The Caribbean have been devastated by a series of hurricanes this year, with hurricane Irma having the worst impact, Jose following and Maria yet to come. Several of the islands, including favorite tourist destinations have been devastated, while others have been spared. What is the situation now and should you travel to the Caribbean now? How canHow can you consider weather in your future travel plans?
There a reports of the devastation in the Caribbean and shocking photos all over the social media – but what are you supposed to do, if you have plans to visit? Often enough, the media is hyping up destruction of natural disasters or violence for ratings, so how bad is it? Factor in that the storms have impacted islands quite differently, depending on the path of the storms, and there is no easy answer. The New York Times has written a detailed article on the aftermath of Irma and other reports are freely available as well, so here is a summary of the impact on the different tourist destinations and whether they are open for visitors or not:
Devastated, not recommended for visitors now: Barbuda (near Antigua) is one of the hardest hit islands, with more than 90% of buildings damaged or destroyed. For the first time in 300 years, all inhabitants of the island had to be evacuated, there is no power or water and it will take years to rebuild. St. Martin, the Dutch & French island, also has been hit hard, with severe damage to the airport and many of the hotels and restaurants. St. John and St. Thomas in the US Virgin Islands have also seen significant damage to the airport, hotels and restaurants, with flights still focused on evacuation and emergency support and many hotels closed for months to come. The Florida Keys have been directly hit by Irma as well, with the airport closed, and no power, water, fuel or mobile phone service available.
All efforts in these destinations is focused on rescue and recovery, and they are not ready to receive visitors. I don’t recommend to book new travel for the coming months and to contact your airline or hotel, if you have open reservations.
While I do believe in tourism as a boost to local economy, now is not a good time to do so. If you do want to help, you can help more through donations or by volunteering, than by traveling there!
Severe hurricane damage, travel possible soon: The Turks & Caicos Islands are heavily damaged, with many hotels without power or water and they are not able to accept guests right now, but are planning to reopen as soon as October or November. Anguilla, St. Barthelemy and the British Virgin Islands have also seen damage, but are scrambling to reopen for the Christmas season.
If you have current reservations, I’d contact your airline and hotel to check on the status. They might allow you to rebook your trip for a later time. If you want to book a new trip, I would hold off on making new reservations until there is more clarity about the reconstruction efforts.
Some islands have been hit by the storm, but are open for business: Puerto Rico has weathered the storm pretty well, the airport is open and so are hotels and restaurants. Currently, a lot of effort is focused on helping neighboring islands. St. Kitts & Nevis appear to have been spared by the storms, the airport and local hotels are open for business.
If you hold reservations for these destinations, you can travel as planned. There might be some impact on your travel from ongoing rescue and repair efforts on other islands or smaller damage here.
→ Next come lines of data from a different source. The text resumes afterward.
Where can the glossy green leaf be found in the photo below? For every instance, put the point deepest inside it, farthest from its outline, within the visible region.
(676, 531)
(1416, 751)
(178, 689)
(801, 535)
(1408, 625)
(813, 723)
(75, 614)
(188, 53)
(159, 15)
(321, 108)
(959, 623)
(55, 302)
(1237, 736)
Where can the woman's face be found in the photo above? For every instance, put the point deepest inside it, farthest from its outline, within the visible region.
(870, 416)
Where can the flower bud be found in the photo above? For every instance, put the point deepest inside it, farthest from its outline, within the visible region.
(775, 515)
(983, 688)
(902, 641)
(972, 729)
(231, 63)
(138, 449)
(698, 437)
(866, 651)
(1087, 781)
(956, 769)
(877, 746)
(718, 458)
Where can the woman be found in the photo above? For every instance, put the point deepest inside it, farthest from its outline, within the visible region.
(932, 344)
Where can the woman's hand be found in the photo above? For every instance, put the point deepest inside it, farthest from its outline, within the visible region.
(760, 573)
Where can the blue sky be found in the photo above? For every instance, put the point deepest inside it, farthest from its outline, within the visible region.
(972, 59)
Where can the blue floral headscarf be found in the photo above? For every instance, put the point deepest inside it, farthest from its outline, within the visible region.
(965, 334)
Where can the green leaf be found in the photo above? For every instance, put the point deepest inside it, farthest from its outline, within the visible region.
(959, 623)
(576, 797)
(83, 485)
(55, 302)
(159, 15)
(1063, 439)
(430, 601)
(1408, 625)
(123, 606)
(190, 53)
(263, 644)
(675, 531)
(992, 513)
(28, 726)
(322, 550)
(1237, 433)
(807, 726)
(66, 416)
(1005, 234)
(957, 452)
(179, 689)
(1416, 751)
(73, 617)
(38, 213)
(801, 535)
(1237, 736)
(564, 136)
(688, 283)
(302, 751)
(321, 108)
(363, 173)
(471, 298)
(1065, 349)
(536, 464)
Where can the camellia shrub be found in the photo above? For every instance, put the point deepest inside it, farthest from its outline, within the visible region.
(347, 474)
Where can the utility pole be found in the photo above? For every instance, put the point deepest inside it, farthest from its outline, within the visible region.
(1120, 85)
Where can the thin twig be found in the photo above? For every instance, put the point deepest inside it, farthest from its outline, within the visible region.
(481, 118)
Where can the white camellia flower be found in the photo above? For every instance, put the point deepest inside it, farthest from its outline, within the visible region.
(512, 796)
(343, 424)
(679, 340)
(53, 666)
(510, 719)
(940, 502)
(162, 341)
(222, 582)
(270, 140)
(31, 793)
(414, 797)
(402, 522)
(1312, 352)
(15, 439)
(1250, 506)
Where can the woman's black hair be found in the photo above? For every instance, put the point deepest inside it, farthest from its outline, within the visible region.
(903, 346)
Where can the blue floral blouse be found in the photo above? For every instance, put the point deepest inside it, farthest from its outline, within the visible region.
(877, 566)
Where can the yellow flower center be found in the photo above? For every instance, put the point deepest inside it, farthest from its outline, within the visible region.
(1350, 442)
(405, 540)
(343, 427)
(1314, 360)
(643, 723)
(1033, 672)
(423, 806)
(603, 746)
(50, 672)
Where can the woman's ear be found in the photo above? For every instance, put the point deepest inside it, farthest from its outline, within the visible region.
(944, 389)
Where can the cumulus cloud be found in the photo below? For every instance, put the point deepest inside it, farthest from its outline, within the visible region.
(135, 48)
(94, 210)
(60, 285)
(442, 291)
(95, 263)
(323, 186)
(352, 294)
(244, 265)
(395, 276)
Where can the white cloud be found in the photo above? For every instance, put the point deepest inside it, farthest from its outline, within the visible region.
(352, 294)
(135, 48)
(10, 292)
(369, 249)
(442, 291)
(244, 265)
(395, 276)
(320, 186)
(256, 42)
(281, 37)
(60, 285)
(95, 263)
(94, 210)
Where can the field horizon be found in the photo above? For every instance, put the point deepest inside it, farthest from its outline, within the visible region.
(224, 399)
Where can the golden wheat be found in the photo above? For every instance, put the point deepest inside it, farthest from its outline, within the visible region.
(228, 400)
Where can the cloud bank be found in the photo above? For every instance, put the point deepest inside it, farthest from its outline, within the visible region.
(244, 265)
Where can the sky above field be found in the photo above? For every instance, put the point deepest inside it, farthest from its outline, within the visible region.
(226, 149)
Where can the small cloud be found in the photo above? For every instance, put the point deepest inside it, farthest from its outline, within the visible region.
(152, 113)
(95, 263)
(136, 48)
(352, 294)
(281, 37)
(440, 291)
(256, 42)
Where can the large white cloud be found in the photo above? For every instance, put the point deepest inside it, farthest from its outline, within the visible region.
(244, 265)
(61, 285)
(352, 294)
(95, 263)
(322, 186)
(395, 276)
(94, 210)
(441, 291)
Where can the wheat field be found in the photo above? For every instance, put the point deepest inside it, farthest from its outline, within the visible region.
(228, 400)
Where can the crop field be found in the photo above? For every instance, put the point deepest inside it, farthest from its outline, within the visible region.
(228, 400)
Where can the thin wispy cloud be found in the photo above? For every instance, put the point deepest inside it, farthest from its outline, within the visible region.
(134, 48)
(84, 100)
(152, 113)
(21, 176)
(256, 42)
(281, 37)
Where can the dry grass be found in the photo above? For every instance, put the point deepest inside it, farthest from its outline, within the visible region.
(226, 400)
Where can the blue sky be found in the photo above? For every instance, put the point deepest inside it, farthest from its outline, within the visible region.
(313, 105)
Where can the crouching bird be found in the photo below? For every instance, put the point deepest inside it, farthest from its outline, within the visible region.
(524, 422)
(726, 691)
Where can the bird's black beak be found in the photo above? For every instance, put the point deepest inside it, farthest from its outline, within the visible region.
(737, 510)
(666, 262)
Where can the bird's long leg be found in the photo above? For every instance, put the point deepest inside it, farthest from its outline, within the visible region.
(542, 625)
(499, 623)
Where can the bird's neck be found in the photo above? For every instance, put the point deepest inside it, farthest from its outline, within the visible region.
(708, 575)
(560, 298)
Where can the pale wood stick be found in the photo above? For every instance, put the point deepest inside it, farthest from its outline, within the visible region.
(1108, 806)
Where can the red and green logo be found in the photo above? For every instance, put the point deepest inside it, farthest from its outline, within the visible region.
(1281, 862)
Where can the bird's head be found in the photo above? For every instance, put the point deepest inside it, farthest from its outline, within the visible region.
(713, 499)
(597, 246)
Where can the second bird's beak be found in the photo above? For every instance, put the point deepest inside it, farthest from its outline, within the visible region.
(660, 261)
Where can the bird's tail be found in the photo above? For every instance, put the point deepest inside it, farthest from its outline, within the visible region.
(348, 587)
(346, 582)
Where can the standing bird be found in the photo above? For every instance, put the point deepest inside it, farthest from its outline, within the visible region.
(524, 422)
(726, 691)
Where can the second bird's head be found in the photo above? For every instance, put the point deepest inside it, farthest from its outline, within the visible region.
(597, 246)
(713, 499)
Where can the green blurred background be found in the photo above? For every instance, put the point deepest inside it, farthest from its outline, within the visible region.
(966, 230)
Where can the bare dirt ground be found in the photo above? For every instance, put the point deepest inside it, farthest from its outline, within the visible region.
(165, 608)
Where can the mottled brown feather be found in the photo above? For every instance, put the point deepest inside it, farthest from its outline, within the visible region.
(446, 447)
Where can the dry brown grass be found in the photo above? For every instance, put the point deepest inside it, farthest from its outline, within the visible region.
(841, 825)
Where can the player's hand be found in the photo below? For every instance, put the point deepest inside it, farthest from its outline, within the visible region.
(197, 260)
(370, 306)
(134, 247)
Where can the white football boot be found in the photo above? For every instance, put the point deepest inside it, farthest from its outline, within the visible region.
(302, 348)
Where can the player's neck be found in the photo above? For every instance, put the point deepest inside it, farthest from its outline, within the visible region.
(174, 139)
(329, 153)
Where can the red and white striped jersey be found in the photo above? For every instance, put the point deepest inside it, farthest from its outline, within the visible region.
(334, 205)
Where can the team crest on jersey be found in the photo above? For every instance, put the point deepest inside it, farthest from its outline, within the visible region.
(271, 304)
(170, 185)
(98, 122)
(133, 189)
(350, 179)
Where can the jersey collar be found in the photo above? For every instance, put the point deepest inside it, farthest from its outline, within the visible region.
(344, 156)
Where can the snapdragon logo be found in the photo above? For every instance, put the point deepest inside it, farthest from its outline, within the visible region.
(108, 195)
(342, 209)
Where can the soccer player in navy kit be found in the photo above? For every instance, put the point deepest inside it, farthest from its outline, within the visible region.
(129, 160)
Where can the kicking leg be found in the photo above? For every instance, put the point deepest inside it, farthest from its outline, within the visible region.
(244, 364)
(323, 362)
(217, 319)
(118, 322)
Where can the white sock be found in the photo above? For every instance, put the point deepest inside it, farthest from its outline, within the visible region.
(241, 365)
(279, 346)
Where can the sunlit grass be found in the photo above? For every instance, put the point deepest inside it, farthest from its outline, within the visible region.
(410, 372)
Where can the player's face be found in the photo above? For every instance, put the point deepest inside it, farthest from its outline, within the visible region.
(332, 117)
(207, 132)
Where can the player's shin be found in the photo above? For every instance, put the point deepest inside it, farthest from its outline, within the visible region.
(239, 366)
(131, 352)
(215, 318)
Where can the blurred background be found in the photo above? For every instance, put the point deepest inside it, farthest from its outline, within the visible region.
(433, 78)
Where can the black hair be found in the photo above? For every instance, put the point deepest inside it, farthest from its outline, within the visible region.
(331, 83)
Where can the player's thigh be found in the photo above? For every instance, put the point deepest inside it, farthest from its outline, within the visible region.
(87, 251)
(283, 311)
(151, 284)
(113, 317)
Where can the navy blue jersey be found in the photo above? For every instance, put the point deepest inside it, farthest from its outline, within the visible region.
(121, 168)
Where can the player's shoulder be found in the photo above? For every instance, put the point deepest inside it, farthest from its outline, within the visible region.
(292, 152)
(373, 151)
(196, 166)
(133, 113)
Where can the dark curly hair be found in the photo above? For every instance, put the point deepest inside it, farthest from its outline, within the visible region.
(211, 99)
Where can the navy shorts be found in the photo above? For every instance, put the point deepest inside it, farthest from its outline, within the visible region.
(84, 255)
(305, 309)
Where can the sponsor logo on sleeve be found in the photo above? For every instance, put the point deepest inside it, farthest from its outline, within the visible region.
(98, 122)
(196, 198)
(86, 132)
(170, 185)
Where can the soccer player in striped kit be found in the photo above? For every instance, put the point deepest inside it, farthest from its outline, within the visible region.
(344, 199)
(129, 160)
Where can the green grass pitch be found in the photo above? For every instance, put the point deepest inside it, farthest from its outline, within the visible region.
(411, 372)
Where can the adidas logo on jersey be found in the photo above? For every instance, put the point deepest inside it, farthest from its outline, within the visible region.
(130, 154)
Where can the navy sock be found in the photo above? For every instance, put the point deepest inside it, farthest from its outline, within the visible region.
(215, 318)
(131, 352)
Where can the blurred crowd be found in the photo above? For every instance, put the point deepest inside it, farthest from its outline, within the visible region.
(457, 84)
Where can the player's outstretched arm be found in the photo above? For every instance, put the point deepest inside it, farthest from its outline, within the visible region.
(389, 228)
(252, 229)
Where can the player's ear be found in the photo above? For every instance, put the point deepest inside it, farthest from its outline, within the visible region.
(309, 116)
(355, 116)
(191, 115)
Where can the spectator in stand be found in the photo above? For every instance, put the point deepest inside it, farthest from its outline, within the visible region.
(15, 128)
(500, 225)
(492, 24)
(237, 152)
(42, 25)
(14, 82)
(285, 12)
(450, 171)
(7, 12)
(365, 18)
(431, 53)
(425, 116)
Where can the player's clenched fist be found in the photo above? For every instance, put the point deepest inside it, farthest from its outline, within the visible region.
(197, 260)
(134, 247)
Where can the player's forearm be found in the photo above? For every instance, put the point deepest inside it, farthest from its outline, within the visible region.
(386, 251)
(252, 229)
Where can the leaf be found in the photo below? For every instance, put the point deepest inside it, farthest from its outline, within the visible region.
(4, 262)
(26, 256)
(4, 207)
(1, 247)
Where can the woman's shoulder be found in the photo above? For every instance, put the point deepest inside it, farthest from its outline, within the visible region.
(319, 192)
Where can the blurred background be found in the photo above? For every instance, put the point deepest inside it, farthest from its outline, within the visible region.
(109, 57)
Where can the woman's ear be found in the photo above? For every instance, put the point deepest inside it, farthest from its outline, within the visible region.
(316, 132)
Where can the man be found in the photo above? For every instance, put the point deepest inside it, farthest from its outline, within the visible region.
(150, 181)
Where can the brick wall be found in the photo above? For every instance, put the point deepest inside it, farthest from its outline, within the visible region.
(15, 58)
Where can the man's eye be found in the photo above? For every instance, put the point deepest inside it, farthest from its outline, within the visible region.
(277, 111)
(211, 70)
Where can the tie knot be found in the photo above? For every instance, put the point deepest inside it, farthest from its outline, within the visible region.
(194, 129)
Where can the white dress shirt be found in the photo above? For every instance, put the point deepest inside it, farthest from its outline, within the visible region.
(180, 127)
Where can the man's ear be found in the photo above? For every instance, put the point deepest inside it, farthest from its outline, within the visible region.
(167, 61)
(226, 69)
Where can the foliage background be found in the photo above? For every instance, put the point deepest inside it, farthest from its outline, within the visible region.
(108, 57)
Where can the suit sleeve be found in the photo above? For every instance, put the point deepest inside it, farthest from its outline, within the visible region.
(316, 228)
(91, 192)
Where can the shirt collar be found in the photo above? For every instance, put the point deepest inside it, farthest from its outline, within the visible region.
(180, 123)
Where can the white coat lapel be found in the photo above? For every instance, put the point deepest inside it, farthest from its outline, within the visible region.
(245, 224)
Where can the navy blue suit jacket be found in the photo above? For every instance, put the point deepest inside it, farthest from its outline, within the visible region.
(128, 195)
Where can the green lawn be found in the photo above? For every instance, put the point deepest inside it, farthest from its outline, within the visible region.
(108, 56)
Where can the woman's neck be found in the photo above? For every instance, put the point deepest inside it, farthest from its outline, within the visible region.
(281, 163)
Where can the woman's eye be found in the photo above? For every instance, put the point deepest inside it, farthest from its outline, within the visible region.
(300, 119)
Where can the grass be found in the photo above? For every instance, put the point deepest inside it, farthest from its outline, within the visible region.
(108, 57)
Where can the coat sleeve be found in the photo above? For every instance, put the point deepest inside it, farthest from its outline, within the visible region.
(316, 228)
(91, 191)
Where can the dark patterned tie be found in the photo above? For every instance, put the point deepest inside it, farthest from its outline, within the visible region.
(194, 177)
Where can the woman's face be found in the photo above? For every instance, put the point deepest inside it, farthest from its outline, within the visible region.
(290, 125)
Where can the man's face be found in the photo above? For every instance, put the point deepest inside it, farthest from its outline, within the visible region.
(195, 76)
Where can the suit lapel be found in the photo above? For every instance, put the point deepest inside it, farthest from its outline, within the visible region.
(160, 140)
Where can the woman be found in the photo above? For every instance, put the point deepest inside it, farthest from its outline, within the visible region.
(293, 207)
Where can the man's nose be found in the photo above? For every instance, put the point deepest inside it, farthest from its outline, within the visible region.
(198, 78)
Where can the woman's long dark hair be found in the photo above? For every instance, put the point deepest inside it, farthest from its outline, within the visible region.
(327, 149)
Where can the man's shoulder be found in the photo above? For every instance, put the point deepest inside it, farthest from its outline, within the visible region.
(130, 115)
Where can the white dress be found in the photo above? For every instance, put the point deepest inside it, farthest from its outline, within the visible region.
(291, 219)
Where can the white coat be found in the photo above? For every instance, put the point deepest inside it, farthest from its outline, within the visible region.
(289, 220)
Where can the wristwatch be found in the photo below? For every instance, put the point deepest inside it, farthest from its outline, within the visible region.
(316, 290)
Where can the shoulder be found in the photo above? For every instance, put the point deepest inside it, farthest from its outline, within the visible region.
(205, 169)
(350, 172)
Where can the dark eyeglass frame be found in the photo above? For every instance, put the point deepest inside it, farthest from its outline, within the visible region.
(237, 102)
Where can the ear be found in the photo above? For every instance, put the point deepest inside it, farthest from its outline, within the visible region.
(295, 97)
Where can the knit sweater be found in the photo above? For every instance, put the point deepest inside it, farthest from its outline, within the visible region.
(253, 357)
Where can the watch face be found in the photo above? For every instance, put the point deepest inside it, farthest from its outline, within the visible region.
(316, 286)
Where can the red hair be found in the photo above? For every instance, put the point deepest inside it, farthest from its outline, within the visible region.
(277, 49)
In situations like this, there are always conflicting desires – on the one hand, the focus needs to be on rescue and recovery, and tourists get into the way. On the other hand, destinations that are dependent on tourism would want travelers to return as soon as possible, because they need the money to support the economy.
When faced with a similar situation after the earthquake in Nepal, we had to cancel our trip, because it was not possible to go and we did not rebook soon after, as we did not want to get in the way of the rebuilding efforts. Part of visiting a destination for me is to engage with the people – and quite frankly, they have more important things to do than deal with visitors. Help is better provided through donations than through travel in those cases.
If you want to help the victims of Hurricane Irma, there is a list of reliable charitable organizations on Business Insider!
At the same time, there is no point in suspending travel to a whole region or country, because one part of it was hit – so if the island you want to travel to is fine, by all means, visit! I feel similar about travel in Asia, for example the Philippines constantly has travel warning due to the unrest in the South, when the majority of the country really has no such issues!
Why you should always consider the weather in your travel plans: It always amazes me how many people travel to a foreign country without any consideration of the local weather. Often, a destination is unbelievably cheap because the weather is horrible – I remember plenty of “deals” for travel to the Caribbean each year during Hurricane season. Even “travel experts” like Conde Nast publish “best places to visit in August” lists with islands in the middle of rainy or Taiphoon season! While that in most cases will just make for a less pleasant vacation, it can end up in disaster like this year in the Caribbean.
You don’t have to be a weather expert – a quick search of “your destination” climate chart will get you an image like this for Phuket: You can see in one glance that December to March is the dry season, best for a beautiful beach vacation and you’ll have lots of rain in August or September!
Many guide books or destinations sites will also give you the “best time to visit” information, with clear indication when the weather is best and when it is good enough! Often, the “shoulder season” offers what I consider the best value – you get good weather and have few tourists, so your experience is more “local” and you still get great prices, without the risk of ruining your vacation!